Sobre a campanha, antes de chegarmos aos spoilers, posso dizer que a história é relativamente linear e facilmente nos prende. À medida que progredimos começamos a reflectir sobre as acções e decisões de Jin, essas mesmas que ao início nos parecem lógicas. Além da história principal, a viagem de Jin, temos uma série de contos secundários e míticos que convém concluir (pelo menos alguns) se queremos passar a história sem arrancar cabelos.
O jogo tem, no entanto, alguns pontos negativos e foi alvo de críticas. Algumas delas justificadas. Uma dessas críticas foi o facto de, depois de tudo feito, o jogo ter pouca coisa para fazer. Um ponto relativamente certo. O mundo aberto, apesar de populado, tem relativamente pouca vida. Os NPCs, de certo modo, são copy paste uns dos outros e há pouca interacção. Um problema que no fundo afecta todos os jogos em mundo aberto, à excepção talvez de Red Dead Redemption II onde tudo parece vivo e passível de escrutínio por parte do jogador.
Aqui começam alguns spoilers, digo alguns porque não quero contar a história toda...
A viagem de Jin começa com uma cena incrível, como referi, na praia de Komoda. Local onde a invasão mongol começa, tanto no jogo como na realidade. Os samurai são dizimados. Jin e o seu tio Shimura são capturados.
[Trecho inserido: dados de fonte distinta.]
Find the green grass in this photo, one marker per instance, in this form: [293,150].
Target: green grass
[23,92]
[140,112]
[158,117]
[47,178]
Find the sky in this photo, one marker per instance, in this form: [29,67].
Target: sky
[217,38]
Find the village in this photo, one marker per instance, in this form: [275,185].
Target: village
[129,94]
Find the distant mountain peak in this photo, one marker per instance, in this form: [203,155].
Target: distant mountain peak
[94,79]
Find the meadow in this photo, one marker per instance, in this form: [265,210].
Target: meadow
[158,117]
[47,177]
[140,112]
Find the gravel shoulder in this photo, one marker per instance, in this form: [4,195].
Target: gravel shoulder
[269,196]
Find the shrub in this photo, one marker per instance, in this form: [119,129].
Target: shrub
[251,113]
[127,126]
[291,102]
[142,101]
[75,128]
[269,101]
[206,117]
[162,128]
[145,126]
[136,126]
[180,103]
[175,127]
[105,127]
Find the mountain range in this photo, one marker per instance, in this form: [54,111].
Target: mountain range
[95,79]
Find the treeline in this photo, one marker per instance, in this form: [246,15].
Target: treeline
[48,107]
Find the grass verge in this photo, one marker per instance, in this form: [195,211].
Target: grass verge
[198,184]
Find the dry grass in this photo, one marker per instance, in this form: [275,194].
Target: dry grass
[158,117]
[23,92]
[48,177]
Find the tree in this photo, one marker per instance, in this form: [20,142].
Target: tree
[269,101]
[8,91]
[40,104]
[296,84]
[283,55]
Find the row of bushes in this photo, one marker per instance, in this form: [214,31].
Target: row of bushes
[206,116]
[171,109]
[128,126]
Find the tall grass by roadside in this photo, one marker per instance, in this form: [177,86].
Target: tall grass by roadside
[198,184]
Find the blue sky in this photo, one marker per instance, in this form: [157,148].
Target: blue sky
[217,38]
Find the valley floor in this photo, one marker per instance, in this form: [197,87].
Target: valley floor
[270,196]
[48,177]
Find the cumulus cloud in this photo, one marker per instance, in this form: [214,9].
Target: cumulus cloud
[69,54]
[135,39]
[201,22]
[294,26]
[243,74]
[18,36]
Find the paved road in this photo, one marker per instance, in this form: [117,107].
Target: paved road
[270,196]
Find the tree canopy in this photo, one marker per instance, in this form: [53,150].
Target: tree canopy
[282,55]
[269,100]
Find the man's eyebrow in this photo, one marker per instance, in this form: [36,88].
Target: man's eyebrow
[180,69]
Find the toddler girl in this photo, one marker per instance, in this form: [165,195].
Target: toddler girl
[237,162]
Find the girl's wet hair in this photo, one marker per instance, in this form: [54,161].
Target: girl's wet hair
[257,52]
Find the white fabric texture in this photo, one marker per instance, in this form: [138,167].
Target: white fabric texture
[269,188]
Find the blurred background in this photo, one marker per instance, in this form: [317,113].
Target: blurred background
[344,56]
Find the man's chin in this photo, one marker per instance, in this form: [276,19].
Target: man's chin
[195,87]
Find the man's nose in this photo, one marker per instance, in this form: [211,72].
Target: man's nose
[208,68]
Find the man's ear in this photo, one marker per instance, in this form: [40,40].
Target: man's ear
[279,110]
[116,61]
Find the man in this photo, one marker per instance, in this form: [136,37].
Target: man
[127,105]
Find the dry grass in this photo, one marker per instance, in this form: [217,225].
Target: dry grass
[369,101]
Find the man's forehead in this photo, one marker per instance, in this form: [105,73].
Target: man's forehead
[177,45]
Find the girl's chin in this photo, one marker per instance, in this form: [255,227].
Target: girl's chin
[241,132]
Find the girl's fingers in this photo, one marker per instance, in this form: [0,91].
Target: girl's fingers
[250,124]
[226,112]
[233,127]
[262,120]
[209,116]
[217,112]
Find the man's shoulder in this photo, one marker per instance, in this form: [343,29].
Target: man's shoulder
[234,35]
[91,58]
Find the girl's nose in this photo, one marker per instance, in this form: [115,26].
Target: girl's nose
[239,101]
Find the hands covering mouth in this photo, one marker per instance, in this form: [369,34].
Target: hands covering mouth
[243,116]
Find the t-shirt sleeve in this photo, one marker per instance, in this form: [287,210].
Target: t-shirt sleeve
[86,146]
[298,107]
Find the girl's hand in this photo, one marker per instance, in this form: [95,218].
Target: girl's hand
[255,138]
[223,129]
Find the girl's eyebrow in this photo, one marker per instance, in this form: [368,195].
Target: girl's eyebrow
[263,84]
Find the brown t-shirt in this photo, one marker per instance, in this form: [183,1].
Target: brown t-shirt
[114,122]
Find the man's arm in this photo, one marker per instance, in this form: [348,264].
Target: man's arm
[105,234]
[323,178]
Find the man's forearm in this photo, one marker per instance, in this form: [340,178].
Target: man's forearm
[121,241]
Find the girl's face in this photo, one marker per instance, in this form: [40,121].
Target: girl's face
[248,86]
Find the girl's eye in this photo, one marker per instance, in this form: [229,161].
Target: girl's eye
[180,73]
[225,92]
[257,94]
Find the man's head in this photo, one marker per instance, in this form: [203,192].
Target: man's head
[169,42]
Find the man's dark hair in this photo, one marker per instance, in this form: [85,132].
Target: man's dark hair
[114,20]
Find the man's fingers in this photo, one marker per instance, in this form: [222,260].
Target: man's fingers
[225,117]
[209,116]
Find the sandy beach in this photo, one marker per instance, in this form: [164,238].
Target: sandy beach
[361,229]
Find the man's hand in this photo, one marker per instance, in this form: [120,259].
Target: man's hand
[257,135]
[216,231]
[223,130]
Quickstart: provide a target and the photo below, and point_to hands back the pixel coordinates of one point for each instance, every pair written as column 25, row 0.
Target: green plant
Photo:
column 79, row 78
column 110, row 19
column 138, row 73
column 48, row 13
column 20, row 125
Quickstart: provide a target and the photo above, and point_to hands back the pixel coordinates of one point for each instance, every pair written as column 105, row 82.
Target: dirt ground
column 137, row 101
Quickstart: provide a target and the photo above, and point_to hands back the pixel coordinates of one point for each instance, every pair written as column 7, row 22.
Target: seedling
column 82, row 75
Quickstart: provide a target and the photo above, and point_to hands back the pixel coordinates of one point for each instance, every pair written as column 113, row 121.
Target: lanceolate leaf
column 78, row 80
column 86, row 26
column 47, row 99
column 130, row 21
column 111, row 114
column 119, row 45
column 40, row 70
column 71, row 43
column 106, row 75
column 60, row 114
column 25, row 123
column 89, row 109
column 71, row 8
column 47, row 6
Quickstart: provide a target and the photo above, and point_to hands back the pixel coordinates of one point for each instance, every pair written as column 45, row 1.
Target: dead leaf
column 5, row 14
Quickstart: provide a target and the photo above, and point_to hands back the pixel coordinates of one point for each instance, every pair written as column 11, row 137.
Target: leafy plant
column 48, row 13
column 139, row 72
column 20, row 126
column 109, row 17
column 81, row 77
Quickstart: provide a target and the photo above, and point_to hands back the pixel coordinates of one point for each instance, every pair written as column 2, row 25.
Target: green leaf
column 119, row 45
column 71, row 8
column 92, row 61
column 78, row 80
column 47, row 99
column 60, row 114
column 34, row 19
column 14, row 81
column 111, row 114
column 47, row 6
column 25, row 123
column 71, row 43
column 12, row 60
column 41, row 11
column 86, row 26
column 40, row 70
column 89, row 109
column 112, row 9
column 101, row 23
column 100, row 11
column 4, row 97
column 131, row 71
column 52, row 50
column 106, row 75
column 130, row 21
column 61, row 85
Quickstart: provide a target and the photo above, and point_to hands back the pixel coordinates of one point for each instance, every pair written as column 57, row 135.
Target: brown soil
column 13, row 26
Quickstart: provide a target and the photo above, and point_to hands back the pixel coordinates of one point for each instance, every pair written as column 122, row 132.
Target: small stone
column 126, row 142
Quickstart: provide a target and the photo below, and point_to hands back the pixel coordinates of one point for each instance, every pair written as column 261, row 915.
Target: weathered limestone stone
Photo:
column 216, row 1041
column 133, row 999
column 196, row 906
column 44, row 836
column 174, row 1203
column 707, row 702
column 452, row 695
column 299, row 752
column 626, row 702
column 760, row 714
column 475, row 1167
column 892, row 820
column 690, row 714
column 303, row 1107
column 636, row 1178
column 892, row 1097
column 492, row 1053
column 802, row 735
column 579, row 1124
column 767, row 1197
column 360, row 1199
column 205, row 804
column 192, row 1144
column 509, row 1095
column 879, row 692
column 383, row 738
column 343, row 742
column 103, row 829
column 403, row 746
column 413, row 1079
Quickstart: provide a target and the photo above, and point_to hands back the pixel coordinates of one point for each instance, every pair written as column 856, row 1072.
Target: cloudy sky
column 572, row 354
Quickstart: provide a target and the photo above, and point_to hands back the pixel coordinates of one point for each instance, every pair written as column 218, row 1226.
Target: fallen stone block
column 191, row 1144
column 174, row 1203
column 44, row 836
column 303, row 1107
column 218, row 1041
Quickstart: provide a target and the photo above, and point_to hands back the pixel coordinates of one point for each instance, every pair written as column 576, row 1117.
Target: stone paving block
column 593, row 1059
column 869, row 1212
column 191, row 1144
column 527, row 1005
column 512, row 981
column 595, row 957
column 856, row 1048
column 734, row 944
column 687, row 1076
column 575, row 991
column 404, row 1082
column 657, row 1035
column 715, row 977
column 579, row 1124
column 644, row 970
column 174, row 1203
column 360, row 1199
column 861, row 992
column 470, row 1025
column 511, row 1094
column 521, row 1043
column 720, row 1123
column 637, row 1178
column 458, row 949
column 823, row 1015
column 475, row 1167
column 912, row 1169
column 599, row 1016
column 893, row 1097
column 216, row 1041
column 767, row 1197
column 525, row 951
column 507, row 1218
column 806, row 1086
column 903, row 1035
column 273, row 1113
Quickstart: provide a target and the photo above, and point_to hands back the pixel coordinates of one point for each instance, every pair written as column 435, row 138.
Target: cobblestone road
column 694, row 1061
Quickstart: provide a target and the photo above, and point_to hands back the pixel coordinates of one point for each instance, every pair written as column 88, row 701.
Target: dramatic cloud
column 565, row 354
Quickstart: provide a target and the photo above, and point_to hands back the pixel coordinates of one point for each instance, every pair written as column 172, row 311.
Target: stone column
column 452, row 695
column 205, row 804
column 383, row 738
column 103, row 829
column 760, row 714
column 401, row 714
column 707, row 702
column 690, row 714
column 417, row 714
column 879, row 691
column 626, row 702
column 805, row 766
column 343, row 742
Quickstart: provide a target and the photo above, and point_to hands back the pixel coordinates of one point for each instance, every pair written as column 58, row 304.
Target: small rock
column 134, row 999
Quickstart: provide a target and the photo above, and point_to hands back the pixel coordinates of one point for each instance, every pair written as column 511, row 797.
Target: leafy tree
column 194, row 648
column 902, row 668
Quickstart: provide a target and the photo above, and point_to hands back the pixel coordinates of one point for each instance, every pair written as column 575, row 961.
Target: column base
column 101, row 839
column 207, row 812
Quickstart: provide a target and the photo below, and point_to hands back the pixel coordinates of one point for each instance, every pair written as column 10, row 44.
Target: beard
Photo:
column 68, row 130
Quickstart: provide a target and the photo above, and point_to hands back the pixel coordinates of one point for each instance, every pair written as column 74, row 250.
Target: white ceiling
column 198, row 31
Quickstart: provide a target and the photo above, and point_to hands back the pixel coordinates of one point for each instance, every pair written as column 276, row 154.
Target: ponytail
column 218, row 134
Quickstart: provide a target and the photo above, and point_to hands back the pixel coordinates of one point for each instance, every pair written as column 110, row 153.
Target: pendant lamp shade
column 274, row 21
O nosso amigo Jin é salvo por uma ladra chamada Yuna e é aqui que conhecemos as duas influências da bússola moral de Jin Sakai. O ultra conservador Shimura (firme apoiante do código de honra dos samurai) e Yuna (uma mulher que lutou pela sobrevivência toda a vida). Shimura é preso por Khotun Khan, líder do exército mongol, e levado para o castelo Kaneda de onde Jin tem que o salvar com apoio dos seus aliados (que conquista ao concluir alguns contos secundários). O sensei Ishikawa e a senhora Masako são dois desses exemplos e são fulcrais na luta do Jin. Depois de salvar Shimura, através de alguns métodos menos honrosos, ambos levam a luta para o resto de Tsushima. Conquistam o castelo Shimura. Pelo meio Jin mata o seu amigo de infância Ryozu por este o ter traído em Kaneda. A luta acaba com Shimura a expulsar Jin do seu campo e Jin vê-se obrigado a construir um exército seu. Finalmente conseguem matar o Khan e a invasão acaba. Shimura vê-se obrigado pelo Shogun a desonrar Jin e a matá-lo. A sua missão falha quando no final nós conseguimos derrotar Shimura e finalmente nos tornamos no fantasma.
Depois da série Infamous, que pessoalmente não gostei, a Sucker Punch redimiu-se com uma autêntica obra de arte. Uma pintura em movimento que apaixona qualquer um. Um jogo de uma geração e, para mim, O JOGO de 2020.